In In early 2009 it was said that there was no funding for cybrids in the UK and ironically only three research licences were granted: to Dr S Minger of King’s College London (R0180), to Prof Lyle Armstrong of University of Newcastle Upon Tyne (R179) and to Dr Justin St. John of the University of Warwick (R183).
What happened? Basically zilch! Dr St John emigrated to Australia (where such work is prohibited), Lyle Armstrong eventually switched to working with iPS cells (a more fruitful ethical alternative) and Stephen Minger left academia to work for GE Healthcare (where he promotes work with hES cells for drug screening but definitely does not work with interspecies combinations).
This is hugely relevant for the three-parent embryo debate as 223 charities, egged on by the false promises of the scientific community, wrote to the Prime Minister in 2008 to get him to reverse his decision on hybrids and not stand in the way of disease treatments. Déjà vu?
Is it ethical?
No, there are actually huge ethical issues. A large number of human eggs will be needed for the research, involving ‘harvesting’ that is both risky and invasive for women donors. How many debt-laden students or desperate infertile women will be exploited and incentivised by being offered money or free IVF treatment in return for their eggs?
Egg donation is neither straightforward nor harmless. It involves using drugs to shut down the woman’s own ovaries, then stimulating them to produce multiple follicles then surgically extracting the resulting eggs. This all has significant health and ethical implications for the donor, including health risk to the donor from powerful hormonal treatments, injections, invasive surgery, and yet it is not for her own benefit.
A study at the Newcastle Fertility Centre, reported in Human Fertility, found that more than 20 eggs were collected from at least one in seven patients, that 14.5% of these women were subsequently admitted to hospital and nearly all reported symptoms consistent with ovarian hyperstimulation syndrome (OHSS). We do know from a recent report that just under half of 864 reported clinical incidents between 2010-2012 were due to OHSS. And: ‘Each year approximately 60 instances of severe OHSS and 150 cases of moderate OHSS are reported to the HFEA.’

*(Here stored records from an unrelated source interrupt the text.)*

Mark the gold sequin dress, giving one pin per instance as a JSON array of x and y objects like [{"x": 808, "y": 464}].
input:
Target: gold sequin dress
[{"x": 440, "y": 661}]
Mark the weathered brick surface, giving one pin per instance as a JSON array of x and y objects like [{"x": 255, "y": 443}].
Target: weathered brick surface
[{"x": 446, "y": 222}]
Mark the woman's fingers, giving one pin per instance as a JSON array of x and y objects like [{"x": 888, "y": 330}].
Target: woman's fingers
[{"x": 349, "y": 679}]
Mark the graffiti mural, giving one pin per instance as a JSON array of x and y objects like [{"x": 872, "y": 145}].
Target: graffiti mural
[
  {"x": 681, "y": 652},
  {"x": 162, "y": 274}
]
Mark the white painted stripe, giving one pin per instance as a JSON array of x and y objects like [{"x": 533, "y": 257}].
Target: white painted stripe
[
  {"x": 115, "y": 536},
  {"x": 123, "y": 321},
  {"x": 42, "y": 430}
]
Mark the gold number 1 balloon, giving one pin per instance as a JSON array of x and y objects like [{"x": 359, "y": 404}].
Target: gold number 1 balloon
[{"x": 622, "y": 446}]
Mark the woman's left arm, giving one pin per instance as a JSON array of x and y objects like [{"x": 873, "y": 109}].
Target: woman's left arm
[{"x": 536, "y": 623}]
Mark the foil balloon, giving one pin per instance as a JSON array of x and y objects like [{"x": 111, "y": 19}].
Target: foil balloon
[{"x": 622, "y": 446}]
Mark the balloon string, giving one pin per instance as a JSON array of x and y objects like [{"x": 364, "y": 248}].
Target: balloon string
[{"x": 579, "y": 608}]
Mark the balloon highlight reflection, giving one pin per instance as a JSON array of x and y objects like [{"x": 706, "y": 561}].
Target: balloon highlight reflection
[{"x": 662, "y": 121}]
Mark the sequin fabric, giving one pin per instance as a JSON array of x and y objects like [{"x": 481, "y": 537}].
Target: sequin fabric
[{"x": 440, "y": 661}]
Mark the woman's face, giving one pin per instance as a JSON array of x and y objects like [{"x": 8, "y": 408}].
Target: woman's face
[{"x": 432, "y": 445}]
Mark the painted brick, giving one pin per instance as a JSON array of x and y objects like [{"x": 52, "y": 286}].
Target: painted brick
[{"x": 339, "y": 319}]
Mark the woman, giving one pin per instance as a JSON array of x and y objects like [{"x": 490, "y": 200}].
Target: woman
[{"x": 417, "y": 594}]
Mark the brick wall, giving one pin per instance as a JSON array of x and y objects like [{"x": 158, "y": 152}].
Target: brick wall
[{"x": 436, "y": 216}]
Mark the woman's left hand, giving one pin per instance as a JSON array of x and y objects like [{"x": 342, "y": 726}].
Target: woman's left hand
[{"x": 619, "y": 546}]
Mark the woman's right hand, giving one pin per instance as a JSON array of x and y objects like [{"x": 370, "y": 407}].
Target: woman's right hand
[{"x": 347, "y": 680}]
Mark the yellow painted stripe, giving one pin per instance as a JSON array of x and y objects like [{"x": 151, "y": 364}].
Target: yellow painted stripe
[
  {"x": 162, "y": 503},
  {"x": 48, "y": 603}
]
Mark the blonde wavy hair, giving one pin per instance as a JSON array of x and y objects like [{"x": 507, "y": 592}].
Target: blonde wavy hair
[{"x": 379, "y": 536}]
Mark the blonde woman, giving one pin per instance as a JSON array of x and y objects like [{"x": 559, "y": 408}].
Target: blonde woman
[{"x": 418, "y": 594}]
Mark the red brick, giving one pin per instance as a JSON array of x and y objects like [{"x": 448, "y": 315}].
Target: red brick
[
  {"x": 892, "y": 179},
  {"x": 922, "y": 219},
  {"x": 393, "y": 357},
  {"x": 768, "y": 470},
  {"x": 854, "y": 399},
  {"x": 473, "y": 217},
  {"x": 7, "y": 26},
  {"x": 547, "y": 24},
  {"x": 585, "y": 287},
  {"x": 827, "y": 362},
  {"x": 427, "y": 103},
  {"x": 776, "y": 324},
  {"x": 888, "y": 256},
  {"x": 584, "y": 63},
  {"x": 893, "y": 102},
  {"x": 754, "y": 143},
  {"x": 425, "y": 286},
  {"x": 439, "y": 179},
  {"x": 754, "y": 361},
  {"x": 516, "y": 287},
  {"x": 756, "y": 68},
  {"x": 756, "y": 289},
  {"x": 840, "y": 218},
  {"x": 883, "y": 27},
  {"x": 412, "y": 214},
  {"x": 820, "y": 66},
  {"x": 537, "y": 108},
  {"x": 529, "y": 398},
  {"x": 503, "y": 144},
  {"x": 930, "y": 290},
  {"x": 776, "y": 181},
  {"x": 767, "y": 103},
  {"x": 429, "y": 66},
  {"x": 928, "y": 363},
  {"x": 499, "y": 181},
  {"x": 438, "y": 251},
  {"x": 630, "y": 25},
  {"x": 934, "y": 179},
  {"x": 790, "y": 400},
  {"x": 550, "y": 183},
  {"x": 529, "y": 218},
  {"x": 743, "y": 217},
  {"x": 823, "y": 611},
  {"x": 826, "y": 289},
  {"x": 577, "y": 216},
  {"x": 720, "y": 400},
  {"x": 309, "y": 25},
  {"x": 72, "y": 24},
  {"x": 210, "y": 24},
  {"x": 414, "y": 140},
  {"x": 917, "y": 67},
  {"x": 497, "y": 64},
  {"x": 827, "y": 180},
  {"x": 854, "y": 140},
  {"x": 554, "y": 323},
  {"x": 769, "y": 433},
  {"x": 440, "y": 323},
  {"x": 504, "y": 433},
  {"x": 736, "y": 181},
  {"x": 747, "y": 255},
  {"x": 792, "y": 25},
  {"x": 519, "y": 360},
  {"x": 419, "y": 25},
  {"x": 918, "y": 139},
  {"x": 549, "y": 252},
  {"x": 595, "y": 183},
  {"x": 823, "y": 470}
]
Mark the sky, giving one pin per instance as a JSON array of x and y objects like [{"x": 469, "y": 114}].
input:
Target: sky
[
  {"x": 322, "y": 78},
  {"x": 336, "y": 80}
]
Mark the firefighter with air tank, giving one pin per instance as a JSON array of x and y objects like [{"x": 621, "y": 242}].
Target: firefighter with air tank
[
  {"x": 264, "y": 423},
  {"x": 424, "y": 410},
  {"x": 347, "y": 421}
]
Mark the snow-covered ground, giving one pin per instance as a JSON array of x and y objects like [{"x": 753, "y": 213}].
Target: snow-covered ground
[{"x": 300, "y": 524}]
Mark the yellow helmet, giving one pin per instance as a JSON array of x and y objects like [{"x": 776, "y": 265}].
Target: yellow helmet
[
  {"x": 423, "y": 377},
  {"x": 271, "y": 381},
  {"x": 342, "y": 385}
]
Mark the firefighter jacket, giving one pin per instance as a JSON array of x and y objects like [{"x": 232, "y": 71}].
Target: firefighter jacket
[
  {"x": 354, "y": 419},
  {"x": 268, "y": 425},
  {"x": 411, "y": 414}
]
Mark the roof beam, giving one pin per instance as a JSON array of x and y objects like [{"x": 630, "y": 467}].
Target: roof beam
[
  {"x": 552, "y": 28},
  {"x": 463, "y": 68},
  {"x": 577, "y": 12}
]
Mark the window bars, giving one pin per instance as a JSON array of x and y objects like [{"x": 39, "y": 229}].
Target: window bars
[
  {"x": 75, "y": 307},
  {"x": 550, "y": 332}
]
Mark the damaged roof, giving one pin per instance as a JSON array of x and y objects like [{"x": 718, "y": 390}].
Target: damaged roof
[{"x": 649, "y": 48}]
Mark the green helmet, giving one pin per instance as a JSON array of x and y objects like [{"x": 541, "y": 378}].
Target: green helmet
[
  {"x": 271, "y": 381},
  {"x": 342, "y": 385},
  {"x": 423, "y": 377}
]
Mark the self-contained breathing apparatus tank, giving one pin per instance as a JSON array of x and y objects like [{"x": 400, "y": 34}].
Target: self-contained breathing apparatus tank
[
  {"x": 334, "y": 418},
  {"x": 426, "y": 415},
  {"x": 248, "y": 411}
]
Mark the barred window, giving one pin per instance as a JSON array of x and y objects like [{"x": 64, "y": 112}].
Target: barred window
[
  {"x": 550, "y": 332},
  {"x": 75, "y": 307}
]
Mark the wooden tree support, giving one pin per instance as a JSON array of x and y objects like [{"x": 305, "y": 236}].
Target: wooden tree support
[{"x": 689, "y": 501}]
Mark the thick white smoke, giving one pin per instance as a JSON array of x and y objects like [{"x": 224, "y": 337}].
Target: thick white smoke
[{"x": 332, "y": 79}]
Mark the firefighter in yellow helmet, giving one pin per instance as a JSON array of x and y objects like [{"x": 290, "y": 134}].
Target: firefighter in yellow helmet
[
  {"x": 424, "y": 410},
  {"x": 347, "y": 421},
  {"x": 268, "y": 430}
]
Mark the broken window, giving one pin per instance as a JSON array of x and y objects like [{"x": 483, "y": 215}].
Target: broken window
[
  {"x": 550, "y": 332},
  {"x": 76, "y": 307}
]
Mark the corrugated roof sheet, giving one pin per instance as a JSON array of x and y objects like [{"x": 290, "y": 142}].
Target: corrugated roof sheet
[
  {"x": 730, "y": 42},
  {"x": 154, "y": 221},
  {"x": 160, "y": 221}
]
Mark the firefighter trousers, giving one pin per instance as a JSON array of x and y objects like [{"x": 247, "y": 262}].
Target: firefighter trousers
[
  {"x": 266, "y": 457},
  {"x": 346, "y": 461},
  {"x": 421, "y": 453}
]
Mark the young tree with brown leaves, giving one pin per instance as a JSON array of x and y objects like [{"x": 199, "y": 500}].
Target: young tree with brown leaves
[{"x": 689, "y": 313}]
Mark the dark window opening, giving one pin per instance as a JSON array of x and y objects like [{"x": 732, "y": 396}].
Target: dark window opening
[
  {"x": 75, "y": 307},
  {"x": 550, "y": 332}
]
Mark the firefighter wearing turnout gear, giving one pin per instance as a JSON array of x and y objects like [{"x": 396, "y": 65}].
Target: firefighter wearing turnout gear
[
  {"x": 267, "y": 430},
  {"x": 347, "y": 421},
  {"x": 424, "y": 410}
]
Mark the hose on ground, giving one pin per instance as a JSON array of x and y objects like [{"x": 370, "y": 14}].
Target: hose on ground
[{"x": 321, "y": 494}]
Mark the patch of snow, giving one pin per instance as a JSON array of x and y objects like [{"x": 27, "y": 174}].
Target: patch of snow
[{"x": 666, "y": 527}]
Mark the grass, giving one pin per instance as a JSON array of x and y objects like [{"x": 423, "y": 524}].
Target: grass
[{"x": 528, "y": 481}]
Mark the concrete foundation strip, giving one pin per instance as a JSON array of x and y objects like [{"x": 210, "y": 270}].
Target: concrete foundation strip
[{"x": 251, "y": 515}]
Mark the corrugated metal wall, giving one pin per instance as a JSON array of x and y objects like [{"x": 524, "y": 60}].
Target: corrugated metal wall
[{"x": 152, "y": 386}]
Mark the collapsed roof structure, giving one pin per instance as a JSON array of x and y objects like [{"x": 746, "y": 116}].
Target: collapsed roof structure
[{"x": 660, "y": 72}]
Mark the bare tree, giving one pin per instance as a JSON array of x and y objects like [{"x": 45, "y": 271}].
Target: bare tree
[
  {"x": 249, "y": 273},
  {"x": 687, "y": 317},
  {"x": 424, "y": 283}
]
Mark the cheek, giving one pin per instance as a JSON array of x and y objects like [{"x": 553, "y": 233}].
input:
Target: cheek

How many thousands of human embryos will be destroyed? If it ever works, what issues of identity confusion will arise in children with effectively three biological parents? What does preventing those with mitochondrial disease being born say about how we value people already living with the condition? Where will this selection end? Some mitochondrial diseases are much less serious than others. Once we have judged some affected babies not worthy of being conceived, where do we draw the line, and who should draw it?
Is the debate being handled responsibly?
No. The research scientists involved have huge financial, ideological and research-based vested interests and getting the regulatory changes and research grants to continue and extend their work is dependent on them being able to sell their case to funders, the public and decision-makers. Hence their desire for attention-grabbing media headlines and heart rending (but highly extreme and unusual) human interest stories that are often selective about what facts they present.